Ce que j’ai bien aimé dans le documentaire, c’est la diversité des points de vue. Les intervenants proviennent de différentes classes sociales et occupent des fonctions variées. On rencontre notamment Martin Blanchard du Comité logement de la Petite Patrie, Johanne Charbonneau, qui est sociologue, Christian Simard, le copropriétaire de la boutique Electrik Kidz qui a été vandalisée à l’hiver 2016, de même que plusieurs locataires et propriétaires qui vivent dans les quartiers concernés.
Chacun a son opinion sur la gentrification parce qu’il la vit, la subit ou la chérit. Et tout n’est pas mauvais dans la gentrification, mais le problème c’est que, trop souvent, ce sont les plus démunis qui sont oubliés, tassés. On veut les éliminer pour continuer d’améliorer les quartiers et leurs faibles revenus sont un frein pour les ambitions de certains propriétaires.
Certains autres voient la gentrification comme un plus dans leur vie. Le quartier est plus beau parce qu’on en prend soin, les familles affluent et, du coup, les rires des enfants fusent. On lutte contre le crime et la prostitution. Mais tout ce « beau » et ces changements amènent aussi, presque immanquablement, la hausse du prix des loyers.
D’autres encore prétendent qu’il est légitime de vouloir accéder à la propriété et que cela ne fait pas d’eux des êtres insensibles et individualistes. Et ce n’est pas faux. Mais si ceux qui ont fait du quartier ce qu’il est ne peuvent plus l’habiter et doivent trouver un logement dans un autre quartier, n’est-ce pas une injustice?

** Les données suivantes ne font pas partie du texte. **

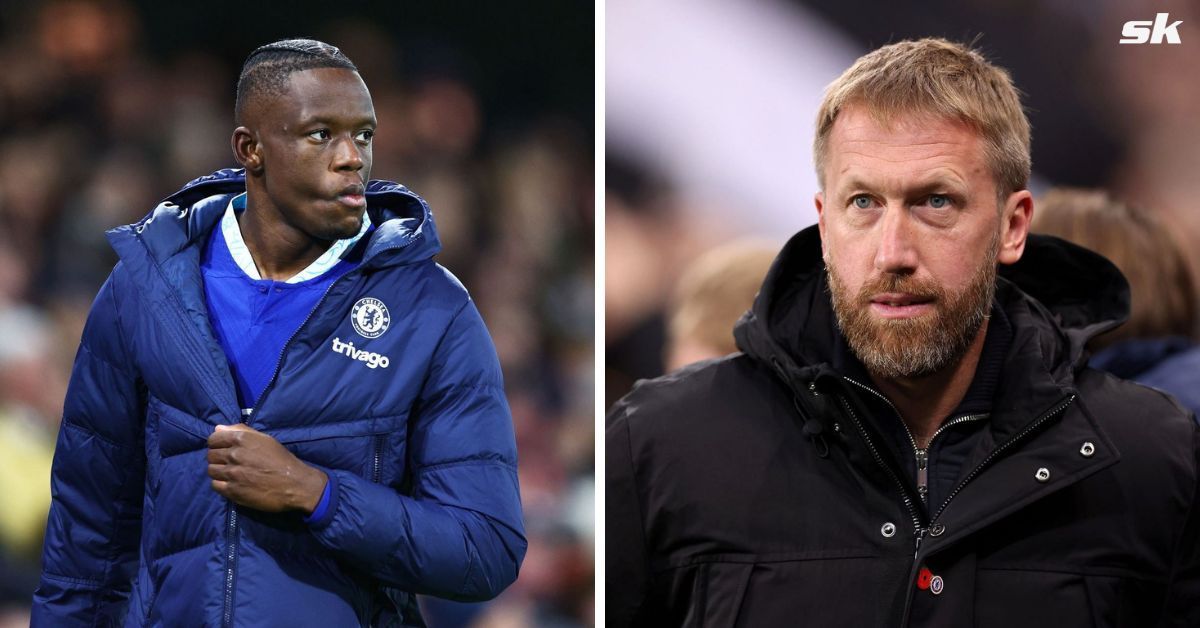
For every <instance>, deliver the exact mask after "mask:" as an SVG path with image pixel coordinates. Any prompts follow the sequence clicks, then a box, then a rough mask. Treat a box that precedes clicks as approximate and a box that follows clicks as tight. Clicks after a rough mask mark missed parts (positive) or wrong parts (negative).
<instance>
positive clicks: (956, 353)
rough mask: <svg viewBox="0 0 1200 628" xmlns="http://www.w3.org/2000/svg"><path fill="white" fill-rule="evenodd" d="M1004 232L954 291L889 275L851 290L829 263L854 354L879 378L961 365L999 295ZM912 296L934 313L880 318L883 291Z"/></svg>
mask: <svg viewBox="0 0 1200 628" xmlns="http://www.w3.org/2000/svg"><path fill="white" fill-rule="evenodd" d="M998 252H1000V234H998V233H997V234H996V237H995V238H992V241H991V245H990V246H989V250H988V255H986V256H984V259H983V263H982V264H980V265H979V268H978V269H976V271H974V273H973V274H972V277H971V280H970V282H968V283H967V286H966V287H964V288H962V289H961V291H959V292H955V293H950V292H948V291H947V289H946V288H944V287H942V286H941V285H940V283H937V282H936V281H930V280H918V279H916V277H913V276H912V275H896V274H887V275H883V276H881V277H878V279H876V280H874V281H868V282H866V283H864V285H863V287H862V288H860V289H859V291H858V294H850V289H848V288H847V287H846V285H845V282H842V281H841V277H840V276H839V275H838V271H836V268H834V267H833V265H832V264H829V265H827V270H828V273H829V282H828V289H829V297H830V300H832V301H833V311H834V315H835V317H836V321H838V328H839V329H841V333H842V335H844V336H845V337H846V342H847V343H848V345H850V348H851V351H853V352H854V355H857V357H858V359H859V360H860V361H862V363H863V365H864V366H866V370H868V371H870V372H871V375H874V376H876V377H883V378H900V377H923V376H928V375H932V373H936V372H938V371H941V370H943V369H946V367H947V366H950V365H953V364H955V363H958V361H959V360H960V359H961V358H962V355H965V354H966V351H967V348H968V347H970V346H971V343H972V341H974V339H976V335H978V333H979V328H980V327H982V325H983V322H984V319H986V318H988V316H989V313H990V311H991V300H992V295H994V294H995V292H996V257H997V255H998ZM888 292H893V293H908V294H913V295H917V297H918V298H920V299H922V300H928V301H930V303H931V305H932V306H934V313H932V315H926V316H917V317H912V318H876V317H872V316H871V312H870V304H871V301H870V299H871V297H872V295H875V294H880V293H888Z"/></svg>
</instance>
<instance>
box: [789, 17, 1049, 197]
mask: <svg viewBox="0 0 1200 628" xmlns="http://www.w3.org/2000/svg"><path fill="white" fill-rule="evenodd" d="M852 104H858V106H863V107H865V108H866V110H868V113H870V115H871V116H872V118H874V119H875V120H876V121H877V122H880V124H882V125H888V124H890V122H892V121H893V120H895V119H896V118H899V116H902V115H911V114H918V115H932V116H936V118H943V119H950V120H959V121H961V122H965V124H967V125H968V126H971V127H972V128H973V130H974V131H976V132H978V133H979V134H980V137H983V139H984V146H985V148H984V150H985V152H986V159H988V163H989V166H990V167H991V171H992V175H994V177H995V179H996V189H997V190H996V191H997V193H998V195H1001V197H1002V198H1003V197H1006V196H1008V195H1009V193H1012V192H1016V191H1019V190H1025V187H1026V186H1027V185H1028V180H1030V120H1028V118H1026V115H1025V110H1024V109H1022V108H1021V100H1020V95H1019V92H1018V91H1016V88H1015V86H1013V79H1012V78H1010V77H1009V76H1008V72H1007V71H1004V70H1003V68H1000V67H997V66H995V65H991V64H990V62H988V60H986V59H984V56H983V55H982V54H980V53H979V52H977V50H974V49H972V48H970V47H968V46H964V44H959V43H954V42H949V41H947V40H942V38H934V37H929V38H924V40H917V41H902V42H898V43H893V44H890V46H884V47H882V48H880V49H877V50H874V52H871V53H868V54H865V55H863V56H860V58H859V59H858V61H854V65H852V66H851V67H850V70H846V71H845V72H844V73H842V74H841V76H840V77H838V79H836V80H834V82H833V83H830V84H829V86H828V88H826V94H824V100H823V101H822V102H821V109H820V110H818V112H817V130H816V131H817V132H816V139H815V140H814V142H812V160H814V162H815V163H816V168H817V180H818V181H821V186H822V187H824V167H826V160H827V152H828V150H829V146H828V142H829V134H830V132H832V131H833V125H834V122H835V121H838V114H840V113H841V110H842V109H845V108H846V107H848V106H852Z"/></svg>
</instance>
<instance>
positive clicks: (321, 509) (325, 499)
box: [304, 469, 341, 528]
mask: <svg viewBox="0 0 1200 628" xmlns="http://www.w3.org/2000/svg"><path fill="white" fill-rule="evenodd" d="M322 471H325V477H328V478H329V480H328V482H325V490H324V491H323V492H322V494H320V501H319V502H317V508H313V510H312V514H310V515H306V516H305V518H304V522H305V524H308V526H310V527H314V528H323V527H325V526H328V525H329V522H330V521H332V520H334V514H335V513H336V512H337V498H338V496H340V494H341V491H340V490H338V483H337V476H336V474H335V473H331V472H329V471H326V469H322Z"/></svg>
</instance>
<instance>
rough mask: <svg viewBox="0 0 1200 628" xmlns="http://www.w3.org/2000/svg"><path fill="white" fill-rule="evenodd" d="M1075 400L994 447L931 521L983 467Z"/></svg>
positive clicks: (941, 514) (934, 520)
mask: <svg viewBox="0 0 1200 628" xmlns="http://www.w3.org/2000/svg"><path fill="white" fill-rule="evenodd" d="M1074 401H1075V395H1069V396H1067V397H1066V399H1063V400H1062V401H1060V402H1058V405H1056V406H1055V407H1052V408H1051V409H1050V411H1048V412H1045V413H1044V414H1042V417H1039V418H1038V420H1036V421H1033V423H1031V424H1028V425H1026V426H1025V429H1024V430H1021V431H1020V432H1018V435H1016V436H1014V437H1012V438H1009V439H1008V441H1004V442H1003V443H1001V445H1000V447H997V448H996V449H992V450H991V453H990V454H988V457H985V459H983V462H979V463H978V465H976V467H974V468H973V469H971V473H967V477H965V478H962V482H960V483H959V485H958V486H955V488H954V490H953V491H950V495H948V496H947V497H946V501H944V502H942V507H941V508H938V509H937V514H936V515H934V518H932V519H931V520H930V521H937V518H938V516H942V513H943V512H946V507H947V504H949V503H950V500H953V498H954V496H955V495H958V494H959V491H961V490H962V488H964V486H966V485H967V483H970V482H971V480H972V479H974V478H976V477H977V476H978V474H979V473H980V472H983V469H984V468H985V467H986V466H988V465H990V463H991V462H992V461H994V460H995V459H996V457H998V456H1000V454H1003V453H1004V451H1006V450H1008V448H1010V447H1013V445H1014V444H1016V443H1019V442H1020V441H1021V439H1022V438H1025V437H1026V436H1028V435H1030V432H1032V431H1033V430H1037V429H1038V427H1039V426H1042V424H1044V423H1045V421H1048V420H1050V419H1052V418H1055V417H1057V415H1058V414H1061V413H1062V412H1063V411H1066V409H1067V407H1068V406H1070V405H1072V403H1073V402H1074Z"/></svg>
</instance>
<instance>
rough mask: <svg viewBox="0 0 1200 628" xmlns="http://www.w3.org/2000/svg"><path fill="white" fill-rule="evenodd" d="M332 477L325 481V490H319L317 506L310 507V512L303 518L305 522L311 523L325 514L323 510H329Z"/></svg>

On montre bien que la mixité sociale n’est pas respectée et la supervision municipale est très laxiste. Si un propriétaire cherche à mettre des locataires à la porte, il est très facile pour lui d’aller chercher certains permis de rénovation (de type subdivision, par exemple). Et personne ne vient ensuite contrôler lesdites rénovations. Il peut ne rien avoir changé de ce qu’il avait annoncé et simplement relouer ses loyers beaucoup plus chers à d’autres locataires.
Ceux qui sont évincés, des personnes parfois moins éduquées qui ne connaissent pas les lois ou des personnes âgées, doivent dire adieu à des loyers qu’ils occupaient depuis parfois plusieurs années. Le stress et la pression qu’ils subissent occasionnent chez plusieurs des problèmes de santé.
Les quartiers touchés sont souvent, au départ, plus largement habités par des étudiants et des artistes. Ces derniers apportent leur touche, les rendent plus attrayants de par leur mode de vie, et la demande d’habitation devient alors croissante. Et émerge alors une quantité incroyable de condos de luxe.
Plusieurs personnes contribuent à ce phénomène parfois même inconsciemment. « Je suis moi-même d’une certaine façon une gentrificatrice, avouait la réalisatrice. Ce qui ne m’empêche pas d’éprouver un grand attachement envers les gens qui ont peuplé mon enfance et un grand désir qu’ils n’aient plus à se battre pour leur place au soleil. »
Des normes devraient être établies pour minimiser les impacts de la gentrification. Il faut travailler ensemble pour que des solutions émergent, pour que la gentrification ne soit pas sauvage et totale.
Quartiers sous tension de Carole Laganière est présenté le samedi 12 août à 21 h, à l’émission 1001 vies à Radio-Canada. C’est un documentaire qui fait réfléchir à nos habitudes de vie, à notre façon de percevoir notre environnement, notre ville et notre relation au voisinage.
Note : 7,5/10
Quartiers sous tension est accompagné du webdocumentaire Gentriville de Marie Sterlin et Emmanuelle Walter. Gentriville, c’est 7 quartiers à traverser, 25 états d’âme à éprouver, 40 fins différentes, 32 vidéos avec des chercheurs, des militants, des commerçants, des locataires, des propriétaires, des résidents. Et des plongées à Paris, Buenos Aires, Londres et Vancouver. Gentriville lève le voile sur la mécanique de la gentrification et suggère des solutions pour une ville à la fois vivante et inclusive.
Une expérience interactive à découvrir!